Bowling told me in an email, “Interesting real life problems are about dealing with uncertainty: uncertainty about what chance might bring in the future, uncertainty about how other people might respond to your decisions, and uncertainty about what you don’t know. Real life is not like chess. Real life is like a poker game. This makes poker an ideal proving ground for advancing the state of the art in artificial intelligence. And [Cepheus] represents a milestone in the advancement of AI.” (Future Tense’s Lily Hay Newman had discussed Cepheus’ real-world applications.)

I played against Cepheus online and won both 100-hand matches in blind-squirrel fashion. Cepheus is “unbeatable” though, so what happened? In this case, “unbeatable” doesn’t mean the program will win every hand or even most hands. Rather, it’s a long-term edge that we never get to fully observe. It’s a reminder that the breadth of artificial intelligence can be subjective and situational instead of absolute.

I played 200 hands versus Cepheus, a very insignificant sample size in poker. Many top online professional poker players have experienced a 100,000-hand break-even streak at some point in their careers. Says Bowling, “Using simple normal distributions … the probability of being ahead [of Cepheus] after 100 hands is 46 percent. After 30,000 hands the probability of winning is down to 5 percent, so still 1-in-20 people would think they were the better player after 30,000 hands.”

For most, the minutiae of poker theory are virtually inscrutable. It would take forever to discern, like staring at a Rubik’s Cube and trying to spot which stickers are switched. You could do it, given an abundance of time, but it wouldn’t be easy or fun without a computer. That’s the essence of Cepheus: Imagine a spectrum of starting hands ranked by strength. A player is perpetually trying to figure out where he stands, and all decisions are based on these approximations. Cepheus has decision-tree protocol lined up for every inflection point already.

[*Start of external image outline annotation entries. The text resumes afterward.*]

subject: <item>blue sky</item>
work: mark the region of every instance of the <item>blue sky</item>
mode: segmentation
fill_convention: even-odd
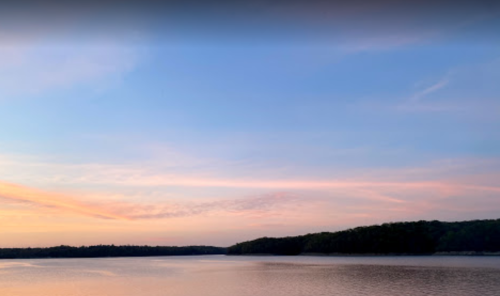
[[[99,243],[54,239],[64,223],[94,231],[81,220],[99,225],[92,210],[156,217],[150,236],[163,244],[201,243],[200,223],[220,229],[209,241],[220,245],[498,218],[500,24],[498,10],[472,8],[402,17],[265,6],[260,18],[70,10],[48,23],[6,20],[0,202],[12,208],[5,219],[44,225],[9,224],[10,235],[38,233],[18,245]],[[387,202],[394,212],[381,211]],[[304,203],[309,212],[298,210]],[[74,204],[91,210],[79,217]],[[152,224],[134,221],[106,222],[108,242],[148,243]],[[241,224],[238,235],[228,222]],[[165,234],[160,226],[172,223],[177,234]]]

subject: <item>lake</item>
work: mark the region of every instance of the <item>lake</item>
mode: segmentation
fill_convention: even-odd
[[[0,260],[6,296],[500,295],[500,257]]]

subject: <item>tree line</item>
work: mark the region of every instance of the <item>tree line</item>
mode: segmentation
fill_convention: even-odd
[[[433,254],[500,252],[500,219],[386,223],[338,232],[259,238],[228,248],[230,255]]]
[[[15,258],[94,258],[94,257],[140,257],[173,255],[225,254],[226,248],[211,246],[151,247],[151,246],[58,246],[50,248],[4,248],[0,259]]]

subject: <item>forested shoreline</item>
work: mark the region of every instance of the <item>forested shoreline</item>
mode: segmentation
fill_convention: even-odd
[[[495,255],[498,252],[500,219],[386,223],[333,233],[263,237],[227,250],[228,255]]]
[[[228,248],[212,246],[57,246],[3,248],[0,259],[98,258],[179,255],[500,255],[500,219],[418,221],[363,226],[338,232],[263,237]]]
[[[226,248],[211,246],[151,247],[151,246],[58,246],[50,248],[4,248],[0,259],[19,258],[98,258],[98,257],[146,257],[179,255],[225,254]]]

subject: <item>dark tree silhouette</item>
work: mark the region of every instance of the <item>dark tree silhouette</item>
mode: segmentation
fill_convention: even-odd
[[[386,223],[333,233],[264,237],[231,246],[227,252],[230,255],[500,252],[500,219]]]

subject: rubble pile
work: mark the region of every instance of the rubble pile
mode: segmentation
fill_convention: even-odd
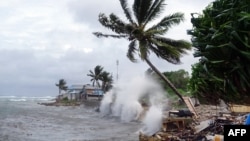
[[[161,130],[152,136],[139,134],[140,141],[213,141],[223,138],[223,125],[244,124],[246,113],[232,113],[225,108],[200,105],[198,118],[183,110],[164,114]],[[186,115],[184,114],[186,113]]]

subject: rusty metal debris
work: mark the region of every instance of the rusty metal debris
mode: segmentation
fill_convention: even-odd
[[[166,115],[159,132],[152,136],[140,133],[139,141],[223,140],[224,125],[242,125],[246,119],[246,113],[235,112],[219,112],[203,121],[197,120],[194,114],[184,110],[168,111]]]

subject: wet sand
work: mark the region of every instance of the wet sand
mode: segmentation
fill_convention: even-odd
[[[96,112],[98,101],[80,106],[35,102],[0,103],[1,141],[138,141],[138,122],[122,122]]]

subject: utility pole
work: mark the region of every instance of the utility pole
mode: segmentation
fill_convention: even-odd
[[[119,60],[116,60],[116,81],[118,81],[118,65],[119,65]]]

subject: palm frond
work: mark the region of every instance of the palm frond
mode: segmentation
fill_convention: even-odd
[[[173,25],[177,25],[182,21],[184,21],[184,14],[180,12],[176,12],[174,14],[170,14],[164,17],[159,23],[157,23],[156,25],[153,25],[147,31],[162,30],[162,29],[165,29],[166,31],[168,31],[170,27],[172,27]]]
[[[127,19],[130,23],[135,24],[130,9],[128,8],[127,0],[120,0],[120,4],[122,6],[123,12],[126,15]]]
[[[140,25],[140,20],[141,20],[141,4],[143,3],[143,0],[135,0],[133,4],[133,12],[135,15],[135,18]]]
[[[191,50],[191,43],[185,40],[173,40],[169,38],[164,38],[160,36],[154,36],[157,42],[162,42],[170,46],[175,47],[181,54],[186,54],[187,50]]]
[[[147,25],[148,22],[157,18],[161,12],[164,10],[164,3],[165,0],[155,0],[154,3],[151,5],[150,9],[148,10],[147,19],[144,22],[144,26]]]
[[[123,34],[123,35],[112,35],[112,34],[103,34],[101,32],[93,32],[93,34],[98,38],[100,38],[100,37],[105,37],[105,38],[112,37],[112,38],[120,39],[120,38],[128,37],[128,35],[125,35],[125,34]]]
[[[127,52],[127,57],[131,62],[137,62],[137,60],[134,57],[135,52],[137,51],[136,49],[136,40],[133,40],[130,42],[128,46],[128,52]]]
[[[98,20],[104,27],[112,30],[117,34],[126,33],[126,24],[115,14],[110,14],[109,17],[107,17],[105,14],[101,13],[99,14]]]
[[[146,40],[141,40],[139,42],[139,55],[141,57],[141,60],[144,61],[146,58],[148,58],[148,42]]]
[[[151,39],[150,48],[157,57],[167,60],[172,64],[179,64],[181,53],[175,46],[159,42],[155,39]]]

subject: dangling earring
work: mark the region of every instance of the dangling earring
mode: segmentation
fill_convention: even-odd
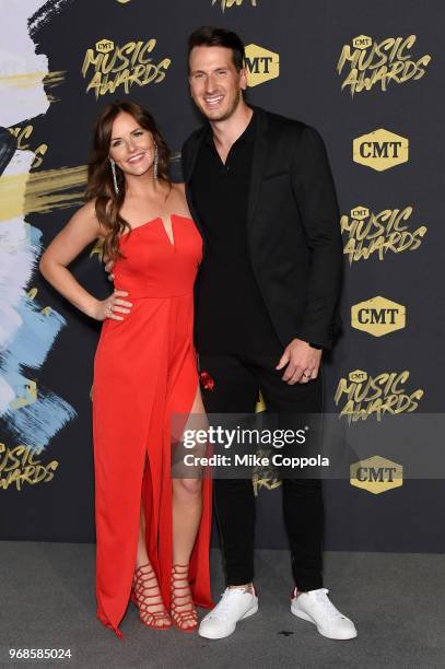
[[[153,179],[157,179],[157,161],[159,161],[157,144],[156,142],[154,142]]]
[[[109,162],[112,163],[112,172],[113,172],[113,181],[115,185],[115,192],[116,195],[118,195],[119,192],[119,186],[117,185],[117,176],[116,176],[116,163],[115,161],[110,157]]]

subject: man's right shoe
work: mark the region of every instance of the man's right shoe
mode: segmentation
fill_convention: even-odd
[[[235,632],[236,623],[258,611],[258,597],[241,588],[225,588],[219,603],[199,625],[198,634],[204,638],[224,638]]]

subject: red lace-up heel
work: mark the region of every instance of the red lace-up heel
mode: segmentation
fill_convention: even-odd
[[[149,585],[150,583],[152,583],[152,585]],[[149,590],[156,591],[152,595],[147,595]],[[172,619],[165,610],[156,574],[151,564],[143,564],[134,570],[130,599],[139,609],[141,622],[148,627],[153,627],[153,630],[168,630],[168,627],[172,626]],[[162,610],[159,610],[160,607],[162,607]],[[154,611],[153,608],[155,609]]]
[[[176,585],[181,580],[186,582],[186,585]],[[177,590],[186,590],[186,592],[181,595],[177,594]],[[185,601],[180,601],[183,599],[185,599]],[[174,564],[172,566],[169,614],[173,623],[178,630],[183,632],[195,632],[195,630],[198,629],[198,613],[196,612],[190,586],[188,584],[188,564]]]

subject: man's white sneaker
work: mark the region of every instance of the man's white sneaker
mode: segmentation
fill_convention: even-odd
[[[236,623],[258,611],[258,597],[241,588],[225,588],[219,603],[199,625],[204,638],[224,638],[235,632]]]
[[[296,597],[295,588],[291,600],[292,613],[317,625],[318,632],[328,638],[355,638],[354,623],[340,613],[330,601],[328,592],[327,588],[319,588]]]

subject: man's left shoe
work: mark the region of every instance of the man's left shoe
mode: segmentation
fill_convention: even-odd
[[[318,632],[327,638],[355,638],[354,623],[340,613],[330,601],[328,592],[327,588],[319,588],[301,592],[296,597],[295,588],[291,600],[291,612],[297,618],[314,623]]]

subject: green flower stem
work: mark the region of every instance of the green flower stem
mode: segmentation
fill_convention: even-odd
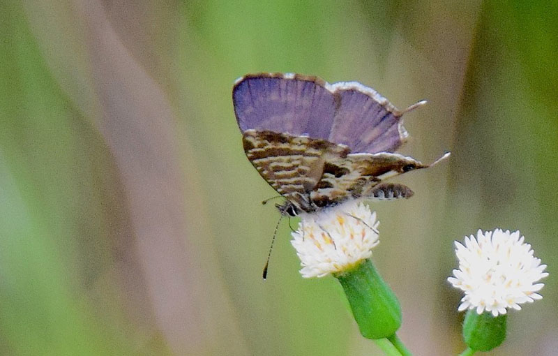
[[[335,277],[343,287],[364,337],[385,339],[395,333],[401,325],[401,308],[372,261],[365,260]]]
[[[506,339],[507,314],[492,316],[485,311],[477,314],[469,310],[463,320],[463,339],[469,348],[476,351],[490,351],[499,346]]]
[[[459,354],[459,356],[471,356],[472,355],[473,355],[476,352],[476,351],[475,351],[474,350],[473,350],[471,348],[467,348],[462,353]]]
[[[388,340],[393,344],[393,346],[399,350],[399,353],[400,353],[402,356],[412,356],[411,351],[407,350],[405,346],[403,344],[403,342],[401,341],[401,339],[398,337],[397,334],[393,334],[391,336],[388,338]]]
[[[393,344],[387,339],[376,339],[374,342],[387,356],[402,356]]]

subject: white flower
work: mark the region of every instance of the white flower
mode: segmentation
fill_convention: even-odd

There are billions of possible combos in a hand, and the program will analyze how its holding fares against an updated range of hands. No person could perfectly optimize this process. Most humans can barely fathom the chance and skill components of a critical situation with any sense of the big picture, often misattributing results with decisions and vice versa. In poker this happens a lot.

Says Bowling: “This plays strongly into one of our disturbing cognitive biases: attributing our success to our own skill, and our failures to bad luck. And this isn’t just an issue for poker players—everything from athlete evaluation to CEO performance suffers from the same bias. We want to believe the winners win on their merits, and not just being dealt better cards. True randomness is far more random than we expect. A series of apparently brilliant decisions may just be the result of someone being bound to get that lucky.”

Luckily poker in its observable form is unscripted—any hand can unfold any which way. The program’s appraisal can’t prevail every instance, even though its perception is theoretically near perfect. That’s not a knock on Cepheus but a comment on the nature of real-life problem solving at large. Poker too has gray areas, which keeps it fun. Battling the robot was more of an artistic vignette than a serious endeavor.

To call limit hold ’em “solved” diminishes the essence of poker. A random person can beat Cepheus even just by accident a decent portion of the time. Against an elite player, the program might eke out minimum wage, just enough to cover the electric bill.

The psyche, meanwhile, is where poker’s true luster resides. It’s what humans rely on in lieu of the insurmountable calculations. It’s not entirely allegorical: We maneuver through life by making selective snap judgments. What really brings the game of poker to life is the human element: patience, prudence, suspicion, instinct. Computers can reason through tough decisions, and Cepheus reinforces the quantifiable nature of certain human endeavors. But poker’s specific beauty is the instinctive part. That is where the best poker is derived from, raw and poetic and inexplicable. The same goes for most decisions in life.